In clinical trials, 2289 pediatric patients (1783 U.S. and 506 non-U.S.) were treated with the recommended dose of cefdinir suspension (14 mg/kg/day). Most adverse events were mild and self-limiting. No deaths or permanent disabilities were attributed to cefdinir. Forty of 2289 (2%) patients discontinued medication due to adverse events considered by the investigators to be possibly, probably, or definitely associated with cefdinir therapy. Discontinuations were primarily for gastrointestinal disturbances, usually diarrhea. Five of 2289 (0.2%) patients were discontinued due to rash thought related to cefdinir administration.

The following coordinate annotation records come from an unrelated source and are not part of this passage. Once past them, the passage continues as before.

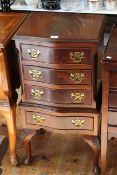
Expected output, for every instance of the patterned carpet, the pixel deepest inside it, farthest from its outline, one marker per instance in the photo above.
(55, 154)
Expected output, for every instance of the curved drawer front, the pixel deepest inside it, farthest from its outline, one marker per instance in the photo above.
(56, 56)
(61, 96)
(77, 122)
(52, 76)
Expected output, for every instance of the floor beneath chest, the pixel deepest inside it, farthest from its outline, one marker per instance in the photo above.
(55, 154)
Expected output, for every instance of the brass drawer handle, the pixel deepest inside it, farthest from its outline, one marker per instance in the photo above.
(78, 97)
(78, 123)
(38, 119)
(34, 53)
(35, 74)
(37, 93)
(77, 77)
(77, 56)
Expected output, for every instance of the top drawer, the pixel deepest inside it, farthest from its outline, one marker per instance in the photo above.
(56, 55)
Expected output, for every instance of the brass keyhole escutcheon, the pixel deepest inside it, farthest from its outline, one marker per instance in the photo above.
(78, 123)
(38, 119)
(77, 56)
(78, 97)
(77, 77)
(37, 94)
(33, 53)
(35, 74)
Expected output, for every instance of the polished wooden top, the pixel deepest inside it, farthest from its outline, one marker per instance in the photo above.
(62, 26)
(111, 49)
(9, 23)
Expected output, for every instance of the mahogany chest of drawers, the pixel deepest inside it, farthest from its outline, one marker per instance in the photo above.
(9, 75)
(58, 59)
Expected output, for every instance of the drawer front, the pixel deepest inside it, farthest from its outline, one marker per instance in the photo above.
(75, 123)
(56, 56)
(112, 118)
(61, 96)
(113, 75)
(52, 76)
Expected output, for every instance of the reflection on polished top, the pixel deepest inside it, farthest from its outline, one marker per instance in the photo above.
(62, 26)
(9, 23)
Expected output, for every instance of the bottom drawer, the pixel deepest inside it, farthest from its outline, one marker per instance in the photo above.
(84, 122)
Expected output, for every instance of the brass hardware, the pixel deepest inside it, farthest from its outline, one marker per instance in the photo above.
(77, 56)
(34, 53)
(38, 119)
(78, 97)
(78, 123)
(37, 93)
(77, 77)
(35, 74)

In the U.S., the following adverse events were thought by investigators to be possibly, probably, or definitely related to cefdinir suspension in multiple-dose clinical trials (N = 1783 cefdinir-treated patients):
Incidence ≥ 1% | Diarrhea | 8% |
Rash | 3% | |
Vomiting | 1% | |
Incidence < 1% but > 0.1% | Cutaneous moniliasis | 0.9% |
Abdominal pain | 0.8% | |
Leukopenia 2 | 0.3% | |
Vaginal moniliasis | 0.3% of girls | |
Vaginitis | 0.3% of girls | |
Abnormal stools | 0.2% | |
Dyspepsia | 0.2% | |
Hyperkinesia | 0.2% | |
Increased AST 2 | 0.2% | |
Maculopapular rash | 0.2% | |
Nausea | 0.2% | |
| 1. 977 males, 806 females 2. Laboratory changes were occasionally reported as adverse events. | ||
NOTE: In both cefdinir- and control-treated patients, rates of diarrhea and rash were higher in the youngest pediatric patients. The incidence of diarrhea in cefdinir-treated patients ≤ 2 years of age was 17% (95/557) compared with 4% (51/1226) in those > 2 years old. The incidence of rash (primarily diaper rash in the younger patients) was 8% (43/557) in patients ≤ 2 years of age compared with 1% (8/1226) in those > 2 years old.

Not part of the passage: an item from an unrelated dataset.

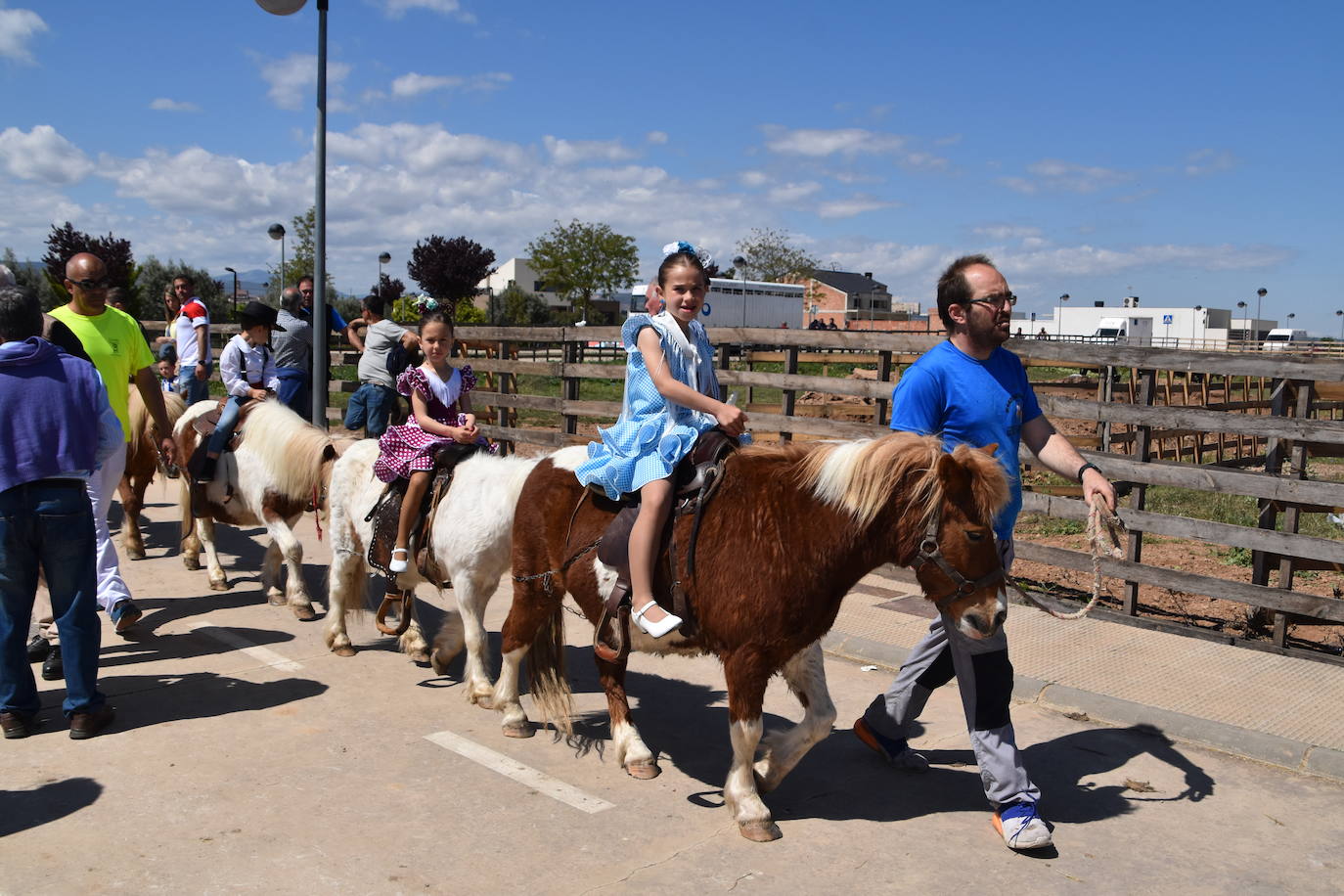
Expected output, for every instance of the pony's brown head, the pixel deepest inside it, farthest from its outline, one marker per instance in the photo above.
(959, 563)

The following laboratory value changes of possible clinical significance, irrespective of relationship to therapy with cefdinir, were seen during clinical trials conducted in the U.S.:
Incidence ≥ 1% | ↑Lymphocytes, ↓Lymphocytes | 2%, 0.8% |
↑Alkaline phosphatase | 1% | |
↓Bicarbonate 1 | 1% | |
↑Eosinophils | 1% | |
↑Lactate dehydrogenase | 1% | |
↑Platelets | 1% | |
↑PMNs, ↓PMNs | 1%, 1% | |
↑Urine protein | 1% | |
Incidence < 1% but > 0.1% | ↑Phosphorus, ↓Phosphorus | 0.9%, 0.4% |
↑Urine pH | 0.8% | |
↓White blood cells, ↑White blood cells | 0.7%, 0.3% | |
↓Calcium 1 | 0.5% | |
↓Hemoglobin | 0.5% | |
↑Urine leukocytes | 0.5% | |
↑Monocytes | 0.4% | |
↑AST | 0.3% | |
↑Potassium 1 | 0.3% | |
↑Urine specific gravity, ↓Urine specific gravity | 0.3%, 0.1% | |
↓Hematocrit 1 | 0.2% | |
| 1. N = 1387 for these parameters | ||
Concomitant administration of 300 mg cefdinir capsules with 30 mL Maalox® TC suspension reduces the rate (Cmax) and extent (AUC) of absorption by approximately 40%. Time to reach Cmax is also prolonged by 1 hour. There are no significant effects on cefdinir pharmacokinetics if the antacid is administered 2 hours before or 2 hours after cefdinir. If antacids are required during cefdinir for oral suspension therapy, cefdinir for oral suspension should be taken at least 2 hours before or after the antacid.